Significant terms buggy due to wrong bg_count

We use significant terms to find services related to specified group of users.
each user is a document, having a field 'services' which is an array of strings.

The query bellow returns false report of anomalies due to totally buggy bg_count:

  "aggregations" : {
    "anomalies" : {
      "doc_count" : 15828,
      "bg_count" : 1734146,
      "buckets" : [
        {
          "key" : "QWAVE: 1",
          "doc_count" : 15512,
          "score" : 21.78548921172707,
          "bg_count" : 73163    **// in reality the count is 1500000!!!**
        }

The query:

POST /winqual_stats2/_search
{
"size": 0,
"query": {
"bool": {
"must": [
{
"term": {
"productVersion": "20.1"
}
}
]
}
},
"aggregations": {
"anomalies": {
"significant_terms": {
"field": "serviceList",
"size": 10
}
}
}
}

Have you read the docs on the reasons for inaccuracies?
If you can put all your content in one shard that helps. If not, increasing shard_size can help. You can always do a follow-up query too to flesh out true numbers

Hi, yes I have read the docs :

the returned list can be slightly off and not accurate (it could be that the term counts are slightly off

We can tolerate 20% inaccuracies, but in our case the real count is 20 times higher.
Even in such settings the inaccuracy is huge:

size : 20, shard_size: 100

I tried many other relations between size and shard_size, all return max 8% of the real count.
the query respond with :

"_shards" : {
"total" : 160,
"successful" : 160,
"skipped" : 0,
"failed" : 0

}

I would appreciate advise about this , thank you!

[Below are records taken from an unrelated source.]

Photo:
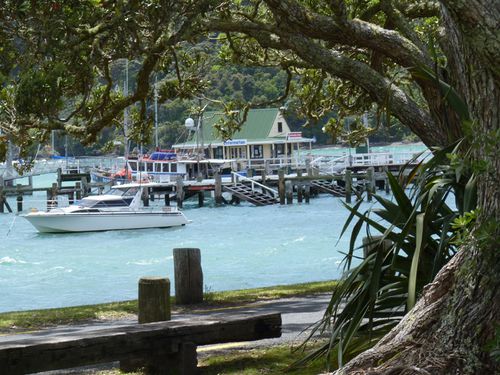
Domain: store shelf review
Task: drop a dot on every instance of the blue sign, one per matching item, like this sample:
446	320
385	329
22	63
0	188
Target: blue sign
235	142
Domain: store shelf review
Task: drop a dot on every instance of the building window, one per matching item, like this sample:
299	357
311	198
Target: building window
279	149
257	151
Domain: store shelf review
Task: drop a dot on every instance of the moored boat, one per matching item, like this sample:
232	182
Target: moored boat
119	209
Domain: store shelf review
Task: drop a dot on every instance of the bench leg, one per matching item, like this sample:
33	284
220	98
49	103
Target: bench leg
183	362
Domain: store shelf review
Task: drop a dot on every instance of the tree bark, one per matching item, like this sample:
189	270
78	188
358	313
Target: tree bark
448	330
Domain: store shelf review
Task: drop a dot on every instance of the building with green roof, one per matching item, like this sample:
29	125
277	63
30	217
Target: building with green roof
264	135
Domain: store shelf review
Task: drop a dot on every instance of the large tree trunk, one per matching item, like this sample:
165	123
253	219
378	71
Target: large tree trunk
448	330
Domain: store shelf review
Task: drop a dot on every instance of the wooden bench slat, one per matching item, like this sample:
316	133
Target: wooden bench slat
64	350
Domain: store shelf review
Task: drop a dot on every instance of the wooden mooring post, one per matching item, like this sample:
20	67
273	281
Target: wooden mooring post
348	186
289	192
154	299
52	196
179	191
281	185
19	198
218	188
370	183
154	306
188	276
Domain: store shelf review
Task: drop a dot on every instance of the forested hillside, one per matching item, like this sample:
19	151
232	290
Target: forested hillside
234	83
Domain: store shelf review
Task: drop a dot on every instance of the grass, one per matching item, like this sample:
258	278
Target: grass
34	319
269	361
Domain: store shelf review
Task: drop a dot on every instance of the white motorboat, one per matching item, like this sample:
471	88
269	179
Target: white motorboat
121	208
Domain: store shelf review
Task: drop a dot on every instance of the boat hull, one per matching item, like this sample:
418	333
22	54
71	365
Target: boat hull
91	222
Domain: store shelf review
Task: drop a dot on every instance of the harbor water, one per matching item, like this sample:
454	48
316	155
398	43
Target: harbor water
242	247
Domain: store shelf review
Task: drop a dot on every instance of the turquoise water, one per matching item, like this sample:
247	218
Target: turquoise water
242	247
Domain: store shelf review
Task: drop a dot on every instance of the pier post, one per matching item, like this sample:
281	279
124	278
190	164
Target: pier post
281	185
201	198
289	192
53	194
2	198
145	197
308	168
154	299
78	191
19	198
188	276
218	188
179	191
386	181
59	178
307	192
370	183
154	306
299	186
348	186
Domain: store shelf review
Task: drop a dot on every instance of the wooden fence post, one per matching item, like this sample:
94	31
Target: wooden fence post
289	192
179	191
281	185
19	198
154	299
188	276
218	188
348	186
369	183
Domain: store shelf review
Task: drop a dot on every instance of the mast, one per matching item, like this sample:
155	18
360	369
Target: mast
156	112
125	112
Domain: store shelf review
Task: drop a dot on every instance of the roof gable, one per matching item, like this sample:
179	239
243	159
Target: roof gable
258	125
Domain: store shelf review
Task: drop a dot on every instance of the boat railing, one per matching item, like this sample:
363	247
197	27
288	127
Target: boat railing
237	177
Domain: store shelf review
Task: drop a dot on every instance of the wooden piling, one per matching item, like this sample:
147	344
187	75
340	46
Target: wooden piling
369	183
154	299
281	185
289	192
201	198
307	192
348	185
218	188
145	197
19	198
2	200
179	189
188	276
78	191
299	186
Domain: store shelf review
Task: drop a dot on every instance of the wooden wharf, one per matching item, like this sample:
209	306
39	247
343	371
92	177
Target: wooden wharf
265	183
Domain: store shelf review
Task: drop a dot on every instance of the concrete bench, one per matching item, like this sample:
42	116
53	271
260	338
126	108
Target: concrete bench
160	348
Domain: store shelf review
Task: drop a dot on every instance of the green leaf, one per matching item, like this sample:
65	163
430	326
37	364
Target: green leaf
412	281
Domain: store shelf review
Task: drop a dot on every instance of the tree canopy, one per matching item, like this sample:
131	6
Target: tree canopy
432	65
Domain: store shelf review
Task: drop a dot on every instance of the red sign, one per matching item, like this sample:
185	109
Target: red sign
293	135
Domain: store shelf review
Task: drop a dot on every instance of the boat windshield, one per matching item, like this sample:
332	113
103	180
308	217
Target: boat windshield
125	202
129	192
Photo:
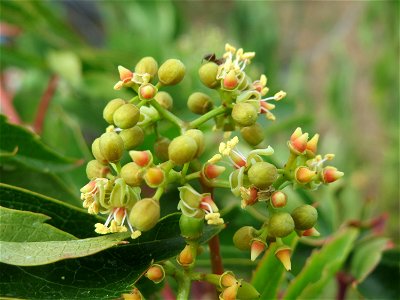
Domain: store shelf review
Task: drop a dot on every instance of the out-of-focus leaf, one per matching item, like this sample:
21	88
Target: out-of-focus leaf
321	266
270	270
31	152
366	257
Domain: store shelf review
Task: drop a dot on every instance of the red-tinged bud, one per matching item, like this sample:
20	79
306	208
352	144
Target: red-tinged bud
311	232
283	254
141	158
154	177
211	171
147	91
278	199
155	273
304	175
229	293
257	247
124	74
187	256
312	146
230	81
331	174
298	141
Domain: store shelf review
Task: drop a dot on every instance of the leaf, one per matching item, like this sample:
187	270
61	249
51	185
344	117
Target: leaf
270	271
321	266
366	257
31	151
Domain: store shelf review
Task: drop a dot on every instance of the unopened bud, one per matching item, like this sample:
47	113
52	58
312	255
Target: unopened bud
132	137
145	214
283	254
164	99
155	273
208	74
126	116
243	237
111	146
110	108
253	134
182	149
199	103
262	174
171	72
278	199
304	217
132	174
280	225
244	114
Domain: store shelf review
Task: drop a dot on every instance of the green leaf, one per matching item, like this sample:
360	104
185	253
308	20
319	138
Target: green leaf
31	152
321	266
366	257
270	271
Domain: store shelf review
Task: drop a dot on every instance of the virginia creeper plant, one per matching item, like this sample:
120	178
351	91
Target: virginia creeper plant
196	167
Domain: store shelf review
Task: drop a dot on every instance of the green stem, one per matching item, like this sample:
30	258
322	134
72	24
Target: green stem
204	118
167	114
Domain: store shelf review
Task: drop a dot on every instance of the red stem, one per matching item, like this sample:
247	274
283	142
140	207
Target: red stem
44	103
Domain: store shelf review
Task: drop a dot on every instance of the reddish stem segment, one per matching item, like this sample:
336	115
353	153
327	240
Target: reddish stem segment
44	103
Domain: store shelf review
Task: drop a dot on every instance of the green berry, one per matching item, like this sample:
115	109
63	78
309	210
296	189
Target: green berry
208	74
110	109
111	146
199	103
280	225
253	134
244	114
305	217
132	137
145	214
126	116
132	174
182	149
242	238
262	174
171	72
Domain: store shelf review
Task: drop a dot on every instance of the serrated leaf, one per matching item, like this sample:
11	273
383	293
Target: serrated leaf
321	266
31	152
366	257
270	271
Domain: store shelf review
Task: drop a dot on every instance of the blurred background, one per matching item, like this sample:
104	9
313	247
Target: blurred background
337	61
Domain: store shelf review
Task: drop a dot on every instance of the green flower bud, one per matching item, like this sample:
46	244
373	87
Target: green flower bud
305	217
132	174
244	114
111	146
243	237
110	109
280	225
132	137
262	174
164	99
171	72
198	137
126	116
253	134
199	103
94	169
145	214
191	228
161	148
208	74
97	153
147	65
182	149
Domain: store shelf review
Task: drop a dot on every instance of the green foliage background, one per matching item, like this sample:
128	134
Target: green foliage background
338	62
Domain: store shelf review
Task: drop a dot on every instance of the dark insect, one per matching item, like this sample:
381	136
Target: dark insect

It depends a lot on the distribution of data. In order of accuracy:

  • If you have all data in one place (1 index + 1 shard) the algos can see everything and it's all accurate
  • If you have data spread across a handful of shards and no bias in document routing (e.g. NO time-based indices) then each shard sees roughly the same randomised subset of the original data. The algos running on each shard should narrow in on the same set of top N terms they discover and return. Setting the shard_size value to a larger multiple of the size will increase the chances that all shards will contribute all the counts for the finally selected terms in the results fusion
  • If you have multiple shards and unevenly distributed data (e.g. using time based indices) then each shard has a biased view of the world and some questions may be impossible to answer at all. The worst case scenario is the "trending topics" question where you are asking what is special about today Vs all history and yet today's content is held on a machine away from the rest of history - the data is not physically organised in a way that allows the question to be answered.

To use an analogy - imagine shards are like continents in ancient times. You could ask each continent what they saw as the difference between, say adults and children and they'd each have enough local examples to draw valid and similar conclusions (weight, height, hair) etc. Now imagine asking continents what the difference is between eskimos and nomadic tribes of the Sahara. If you've never seen an eskimo you don't even know where to start. Physical distribution matters when it comes to this diffing.

How is your data distributed? How many shards? Using time-based indices? Using custom routing?

1 Like

Thank you, this is much more clear now!
We have 160 shards, data should be evenly distributed by date and
we don't use it to find anomalies per time-window.

Another consideration is that each shard will not volunteer background stats for all the terms that are not in your search results (there could be billions of terms unconnected to your search results). If your query matches only a few or no documents on a shard then it may not hit on terms that are found in other shards. That will give an incomplete figure.
160 shards sounds a lot - how many documents do you have in each shard?

I our cluster is used for various indexes, some of which huge, my case is smaller:
2M documents on 160 shards. each document represent a user, and containing a list of thousands events and other stats.
It's used to find anomalies at groups of users matching a multi term query which may include a match_phrase.

We use background_filter to compare the matched users to a subset of the entire population.

That seems a massive number of shards for 2m documents?

This topic was automatically closed 28 days after the last reply. New replies are no longer allowed.